The public defense firm also called on City Hall to hold the agency to account for the fire and answer for the recent promotion of former DOC Commissioner Louis Molina, who now serves as the assistant deputy mayor for public safety but served as DOC head at the time of the fire.

“It is hard to imagine any institution in our city where such compounding and colossal failures to prevent and contain a catastrophic fire would not result in immediate accountability by leadership,” they added. “We demand answers from City Hall about how Assistant Deputy Mayor Louis Molina can be trusted to maintain public safety and what the new leadership in DOC has done to prevent further catastrophe.”

The report comes not long after federal Judge Laura Swain held the DOC in contempt of court for opening a segregated housing unit to keep detainees accused of arson without first consulting the federal monitoring team tasked with tracking conditions in the jails.

According to federal monitor Steve J. Martin, the monitoring team received on Nov. 14 an anonymous tip regarding the opening of the new restrictive housing unit the day prior.

Less than a week prior, the DOC told the monitor that the unit was still in the “early planning stages” and “assured the monitor that he would be consulted prior to the opening of the unit.” Nonetheless, five detainees were housed in the unit days later.

The unit was shut down a day after the monitor raised concerns about it.

The DOC later chalked the incident up to a simple miscommunication, a defense Swain called “preposterous.” Molina, who was commissioner when the unit was opened, claimed in a sworn affidavit that he had no knowledge of the unit’s opening.

In a court hearing earlier this month, the federal judge, who is separately weighing the extreme request for federal receivership, ordered the DOC to elevate the role of the current DOC staffer charged with coordinating communication with the monitor, to create a “high-profile communication program” that makes clear to staff and DOC leadership that they must cooperate with the monitoring team and to develop a set of data and metrics to accurately evaluate use of force incidents, violence and security in the jails.

Should the city fail to meet her orders, Swain said that she would “not hesitate to consider the very serious imposition of a heavy fine” of at least “four figures a day.”

The DOC has until February to purge itself of the contempt order and prove that it is in compliance with Swain’s orders.

The report from the BOC also comes on the heels of the passage of a bill by the City Council that would essentially ban solitary confinement in the city’s jails.
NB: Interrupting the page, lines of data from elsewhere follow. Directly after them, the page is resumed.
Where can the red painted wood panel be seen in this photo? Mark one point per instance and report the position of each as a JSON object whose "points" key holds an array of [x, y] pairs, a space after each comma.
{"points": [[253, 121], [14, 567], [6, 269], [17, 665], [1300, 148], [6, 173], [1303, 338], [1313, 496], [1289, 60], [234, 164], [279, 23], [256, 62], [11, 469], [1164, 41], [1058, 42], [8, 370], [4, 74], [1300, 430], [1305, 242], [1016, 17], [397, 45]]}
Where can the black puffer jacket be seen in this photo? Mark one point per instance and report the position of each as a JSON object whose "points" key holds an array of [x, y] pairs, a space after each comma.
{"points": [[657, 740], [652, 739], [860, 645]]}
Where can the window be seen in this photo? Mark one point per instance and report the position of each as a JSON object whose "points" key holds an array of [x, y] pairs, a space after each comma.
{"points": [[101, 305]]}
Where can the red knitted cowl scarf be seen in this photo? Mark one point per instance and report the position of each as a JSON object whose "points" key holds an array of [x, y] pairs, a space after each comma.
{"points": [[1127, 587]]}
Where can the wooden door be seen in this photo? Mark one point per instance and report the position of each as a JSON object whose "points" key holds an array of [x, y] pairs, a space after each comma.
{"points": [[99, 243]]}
Mayor Eric Adams has said he’s opposed to the bill, despite its veto-proof majority support in the Council.

Advocates on Friday said that the details of the BOC’s report further drive home the need for the mayor to sign the solitary confinement ban bill into law.
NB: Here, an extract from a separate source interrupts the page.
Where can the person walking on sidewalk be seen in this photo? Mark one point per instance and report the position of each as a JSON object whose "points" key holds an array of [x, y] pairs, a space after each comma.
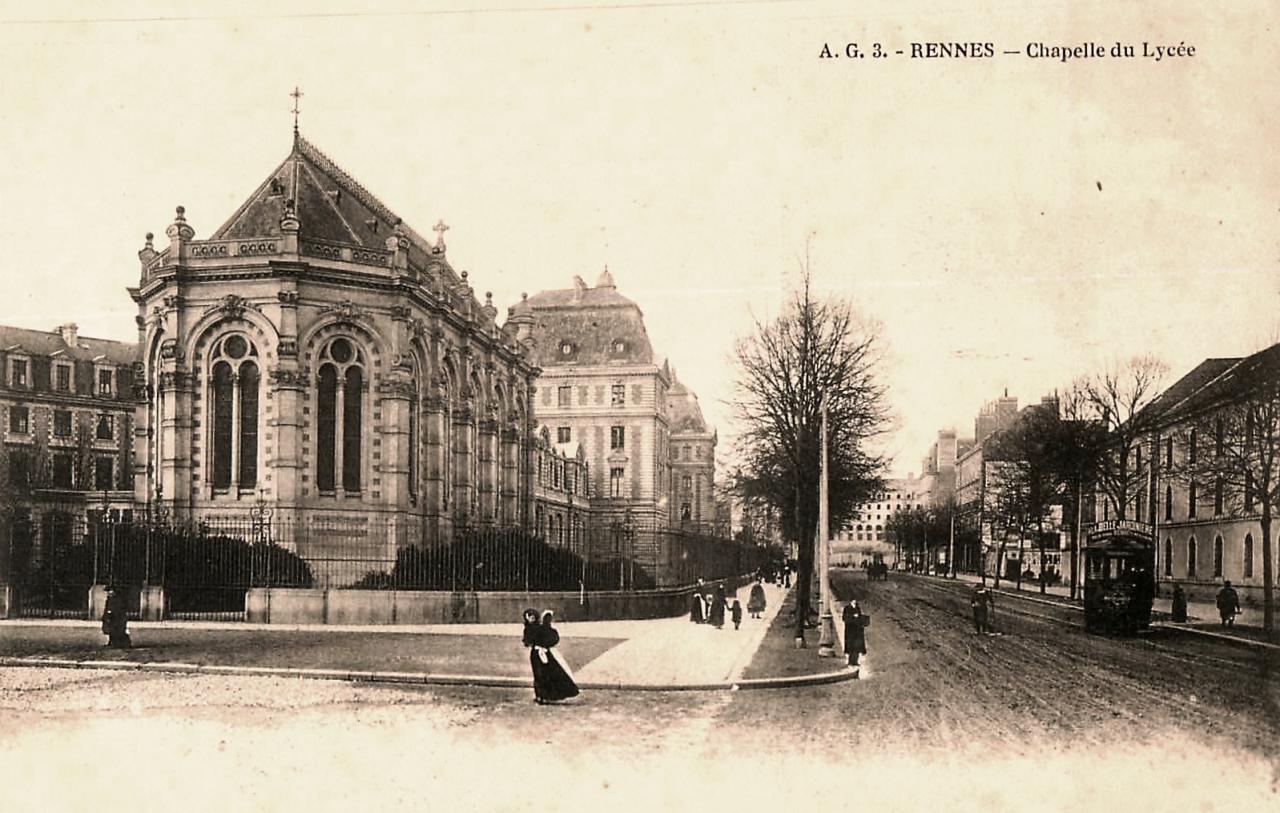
{"points": [[533, 629], [1228, 604], [698, 604], [755, 603], [1179, 604], [982, 603], [115, 620], [557, 679], [855, 631], [717, 610]]}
“This new report provides yet another reason why New York City must end the harmful, dangerous, and deadly practice of solitary confinement,” said Anisah Sabur, an organizer with the #HALTsolitary Campaign. “Solitary confinement leads people to deteriorate to the point of even taking desperate measures like setting fires to try to get some reprieve from the torture they are experiencing. At the same time, especially because of the mismanagement of the jails, people locked in solitary have no way to protect themselves or save themselves or each other when an emergency like a fire takes place – in this instance people were left locked in solitary for 27 minutes while the fire blazed and smoke filled the unit.”
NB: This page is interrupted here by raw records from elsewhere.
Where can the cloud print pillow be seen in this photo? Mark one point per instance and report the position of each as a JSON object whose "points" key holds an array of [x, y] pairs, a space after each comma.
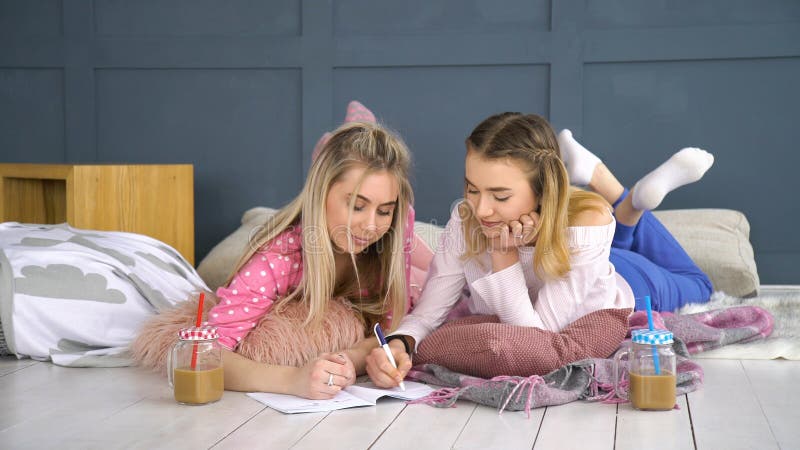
{"points": [[78, 297]]}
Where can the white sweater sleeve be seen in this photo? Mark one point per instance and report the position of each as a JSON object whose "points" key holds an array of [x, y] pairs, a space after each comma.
{"points": [[591, 283], [443, 287], [506, 294]]}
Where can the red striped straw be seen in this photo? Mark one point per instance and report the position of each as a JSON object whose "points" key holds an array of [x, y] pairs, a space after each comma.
{"points": [[198, 322]]}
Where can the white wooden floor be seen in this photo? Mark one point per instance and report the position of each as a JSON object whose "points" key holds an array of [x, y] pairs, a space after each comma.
{"points": [[744, 404]]}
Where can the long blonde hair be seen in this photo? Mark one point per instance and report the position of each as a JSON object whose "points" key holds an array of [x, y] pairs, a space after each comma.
{"points": [[381, 265], [530, 141]]}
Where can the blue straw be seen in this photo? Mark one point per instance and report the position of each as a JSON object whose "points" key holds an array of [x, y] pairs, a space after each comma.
{"points": [[656, 362]]}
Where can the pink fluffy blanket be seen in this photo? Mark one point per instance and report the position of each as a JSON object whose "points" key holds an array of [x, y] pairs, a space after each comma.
{"points": [[591, 379]]}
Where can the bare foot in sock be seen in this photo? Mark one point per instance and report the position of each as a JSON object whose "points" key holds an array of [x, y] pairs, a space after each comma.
{"points": [[580, 162], [684, 167]]}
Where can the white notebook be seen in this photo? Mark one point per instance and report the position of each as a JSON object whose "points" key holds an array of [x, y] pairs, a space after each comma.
{"points": [[360, 394]]}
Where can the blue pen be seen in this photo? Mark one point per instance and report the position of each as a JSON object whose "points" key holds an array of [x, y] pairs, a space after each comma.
{"points": [[382, 343]]}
“Now that a veto-proof supermajority has passed Int. 549A to end solitary confinement and utilize alternative forms of separation proven to better protect people’s health and safety, Mayor Adams must sign it into law,” Sabur added.

According to the BOC, the fire in the NIC was started by Marvens Thomas, who had been held in restrictive housing for nearly three years when he started the fire. Thomas allegedly set the unit ablaze because he was upset that the DOC had confiscated his non-DOC issued shoes during a search of the housing unit on April 6.